Abstract
Aluminium speciation: Aluminium speciation in NTf~2~ ionic liquids has a strong influence on its electrodeposition from the liquid mixture. This work probed the nature of these species and proposes that the electroactive species involved are either [AlCl~3~(NTf~2~)]^−^ or [AlCl~2~(NTf~2~)~2~]^−^ (e.g., see figure).magnified image
Electrodeposition of aluminium is possible from solutions of AlCl~3~ dissolved in the 1‐butyl‐1‐methylpyrrolidinium bis(trifluoromethylsulfonyl)amide (C~4~mpyrNTf~2~) ionic liquid.

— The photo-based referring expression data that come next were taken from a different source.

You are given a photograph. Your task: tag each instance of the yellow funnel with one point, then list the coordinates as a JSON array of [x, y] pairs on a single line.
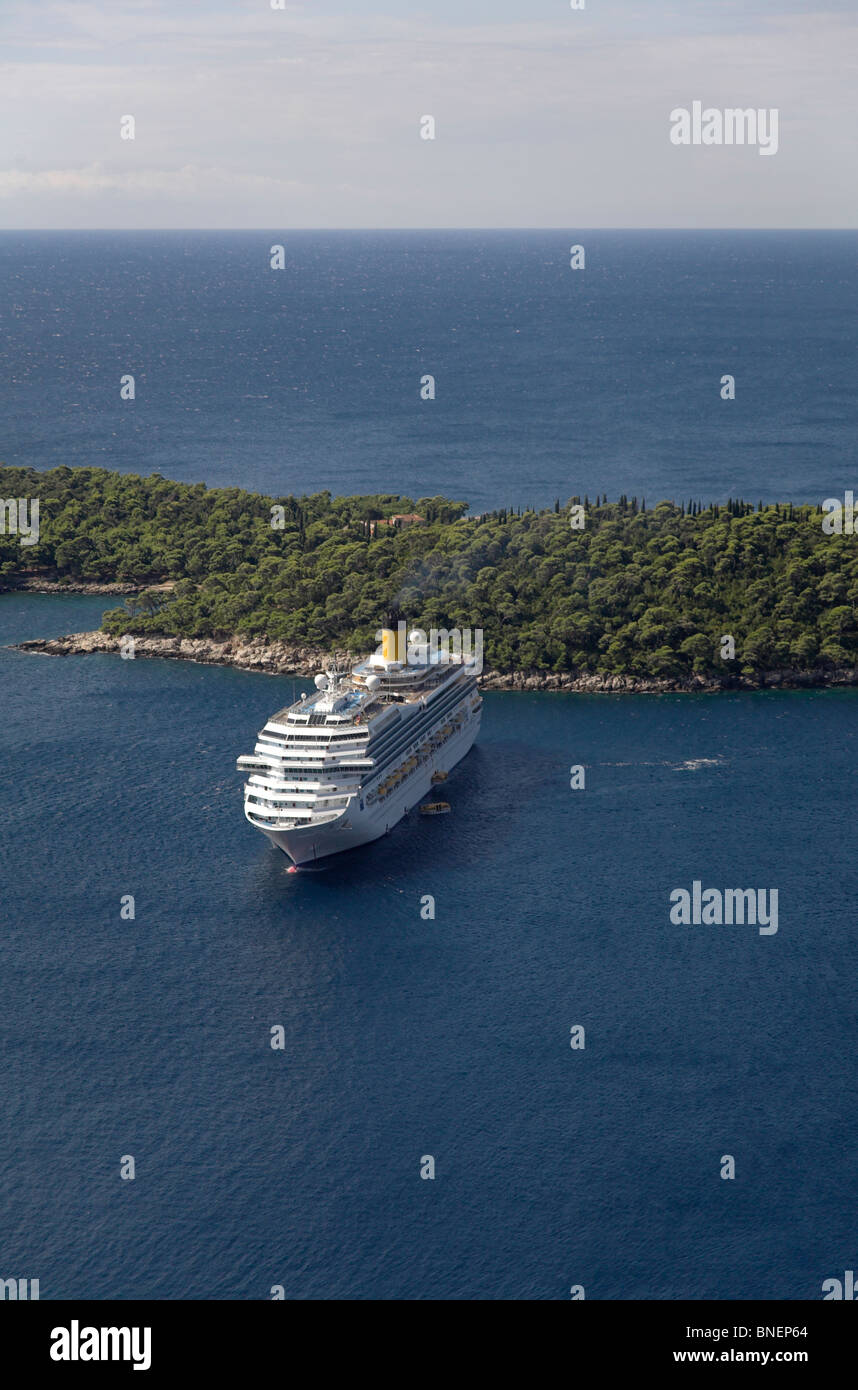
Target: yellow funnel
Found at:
[[392, 644]]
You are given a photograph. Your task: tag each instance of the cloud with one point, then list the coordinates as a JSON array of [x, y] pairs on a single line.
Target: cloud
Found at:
[[249, 117]]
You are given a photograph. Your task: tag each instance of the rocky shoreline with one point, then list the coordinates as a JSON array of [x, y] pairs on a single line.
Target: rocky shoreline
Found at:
[[282, 659], [116, 588]]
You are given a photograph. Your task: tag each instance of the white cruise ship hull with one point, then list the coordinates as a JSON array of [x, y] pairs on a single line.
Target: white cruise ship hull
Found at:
[[353, 827]]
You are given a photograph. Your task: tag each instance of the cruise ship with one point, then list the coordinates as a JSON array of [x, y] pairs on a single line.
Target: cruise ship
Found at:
[[342, 766]]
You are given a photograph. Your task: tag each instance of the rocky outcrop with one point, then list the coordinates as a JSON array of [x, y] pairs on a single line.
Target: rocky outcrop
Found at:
[[74, 587], [282, 659], [246, 653]]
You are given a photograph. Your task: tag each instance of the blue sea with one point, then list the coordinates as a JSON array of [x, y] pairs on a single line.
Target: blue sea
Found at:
[[548, 381], [408, 1037]]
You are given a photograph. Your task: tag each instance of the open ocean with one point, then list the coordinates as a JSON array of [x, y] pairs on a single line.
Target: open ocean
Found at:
[[548, 381], [405, 1037]]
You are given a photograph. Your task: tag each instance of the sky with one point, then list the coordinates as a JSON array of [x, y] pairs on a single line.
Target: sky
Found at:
[[309, 117]]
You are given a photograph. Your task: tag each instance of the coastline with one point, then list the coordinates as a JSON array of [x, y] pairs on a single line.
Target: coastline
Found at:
[[113, 588], [284, 659]]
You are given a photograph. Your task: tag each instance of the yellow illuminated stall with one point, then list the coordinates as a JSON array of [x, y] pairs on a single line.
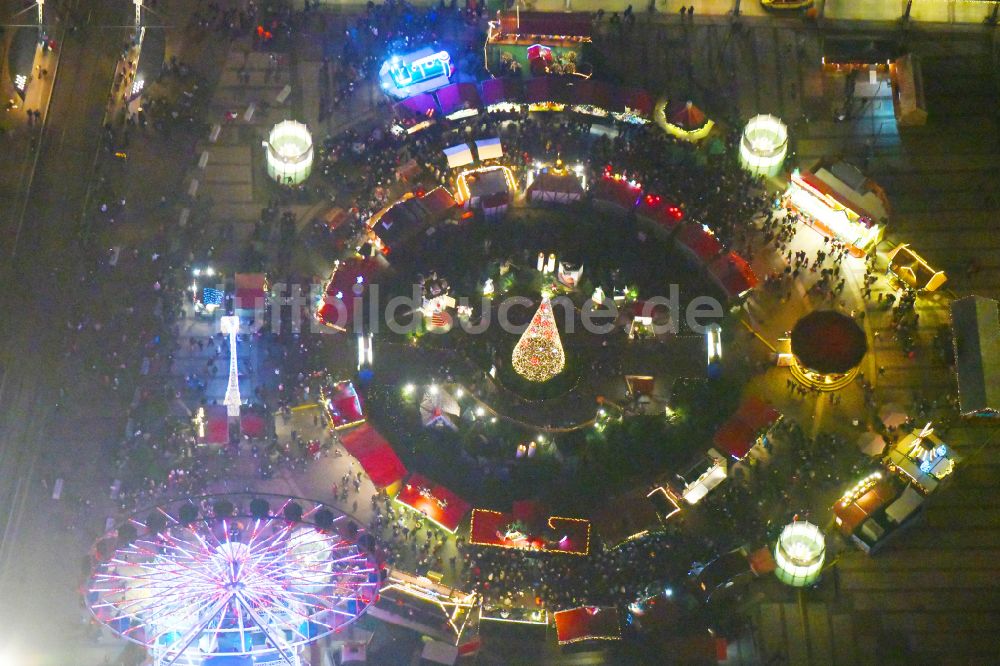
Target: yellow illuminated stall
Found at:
[[921, 459], [911, 269], [839, 202]]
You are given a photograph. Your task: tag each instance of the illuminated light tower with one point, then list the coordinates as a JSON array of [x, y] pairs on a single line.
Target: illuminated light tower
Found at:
[[231, 326], [538, 355], [289, 152], [764, 145], [799, 554]]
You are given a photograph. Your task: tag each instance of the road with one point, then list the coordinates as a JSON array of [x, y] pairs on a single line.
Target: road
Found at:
[[40, 288]]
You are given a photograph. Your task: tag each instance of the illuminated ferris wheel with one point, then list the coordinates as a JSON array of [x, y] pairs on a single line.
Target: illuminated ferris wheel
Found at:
[[223, 579]]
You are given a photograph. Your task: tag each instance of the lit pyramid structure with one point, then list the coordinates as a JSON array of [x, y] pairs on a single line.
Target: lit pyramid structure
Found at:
[[538, 355]]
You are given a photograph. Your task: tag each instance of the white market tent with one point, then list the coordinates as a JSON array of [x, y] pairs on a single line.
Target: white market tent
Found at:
[[459, 156], [439, 409], [489, 149]]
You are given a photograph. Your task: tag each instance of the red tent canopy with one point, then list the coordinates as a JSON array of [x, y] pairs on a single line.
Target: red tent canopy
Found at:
[[495, 91], [344, 407], [337, 309], [733, 274], [547, 181], [618, 192], [375, 454], [436, 502], [437, 203], [702, 244], [252, 424], [659, 211], [458, 96], [739, 434], [587, 623], [546, 24]]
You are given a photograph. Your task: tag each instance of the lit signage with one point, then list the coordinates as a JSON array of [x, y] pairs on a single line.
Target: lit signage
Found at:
[[405, 74]]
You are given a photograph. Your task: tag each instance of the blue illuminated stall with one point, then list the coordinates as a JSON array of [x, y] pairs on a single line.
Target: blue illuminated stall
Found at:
[[421, 71]]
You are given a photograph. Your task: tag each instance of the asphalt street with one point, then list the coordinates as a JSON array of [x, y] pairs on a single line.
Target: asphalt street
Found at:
[[39, 288]]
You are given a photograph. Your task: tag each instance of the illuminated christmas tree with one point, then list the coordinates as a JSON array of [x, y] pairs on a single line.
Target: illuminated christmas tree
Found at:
[[538, 355]]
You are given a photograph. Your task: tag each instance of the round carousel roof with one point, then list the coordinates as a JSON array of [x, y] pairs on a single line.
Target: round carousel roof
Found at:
[[829, 342]]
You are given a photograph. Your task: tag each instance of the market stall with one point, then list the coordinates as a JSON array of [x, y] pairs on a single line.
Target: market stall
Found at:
[[733, 275], [702, 477], [375, 455], [875, 510], [975, 328], [341, 405], [344, 292], [838, 201], [492, 183], [555, 183], [910, 268], [251, 293], [659, 214], [211, 424], [525, 529], [747, 428], [505, 94], [587, 623], [616, 192], [435, 610], [686, 122], [415, 73], [434, 502], [522, 43], [439, 409], [459, 100]]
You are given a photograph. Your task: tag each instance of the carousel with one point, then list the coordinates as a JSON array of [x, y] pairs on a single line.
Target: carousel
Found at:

However, electrodeposition is dependant on the AlCl~3~ concentration as it only occurs at concentrations >1.6 mol L^−1^. At these relatively high AlCl~3~ concentrations the C~4~mpyrNTf~2~/AlCl~3~ mixtures exhibit biphasic behaviour. Notably, at 1.6 mol L^−1^ AlCl~3~, aluminium can only be electrodeposited from the upper phase. Conversely, we found that at 3.3 mol L^−1^ aluminium electrodeposition can only occur from the lower phase. The complex chemistry of the C~4~mpyrNTf~2~/AlCl~3~ system is described and implications of aluminium speciation in several C~4~mpyrNTf~2~/AlCl~3~ mixtures, as deduced from Raman and ^27^Al NMR spectroscopic data, are discussed. The ^27^Al NMR spectra of the C~4~mpyrNTf~2~/AlCl~3~ mixtures revealed the presence of both tetrahedrally and octahedrally coordinated aluminium species. Raman spectroscopy revealed that the level of uncoordinated NTf~2~^−^ anions decreased with increasing AlCl~3~ concentration. Quantum chemical calculations using density functional and ab initio theory were employed to identify plausible aluminium‐containing species and to calculate their vibrational frequencies, which in turn assisted the assignment of the observed Raman bands. The data indicate that the electroactive species involved are likely to be either [AlCl~3~(NTf~2~)]^−^ or [AlCl~2~(NTf~2~)~2~]^−^.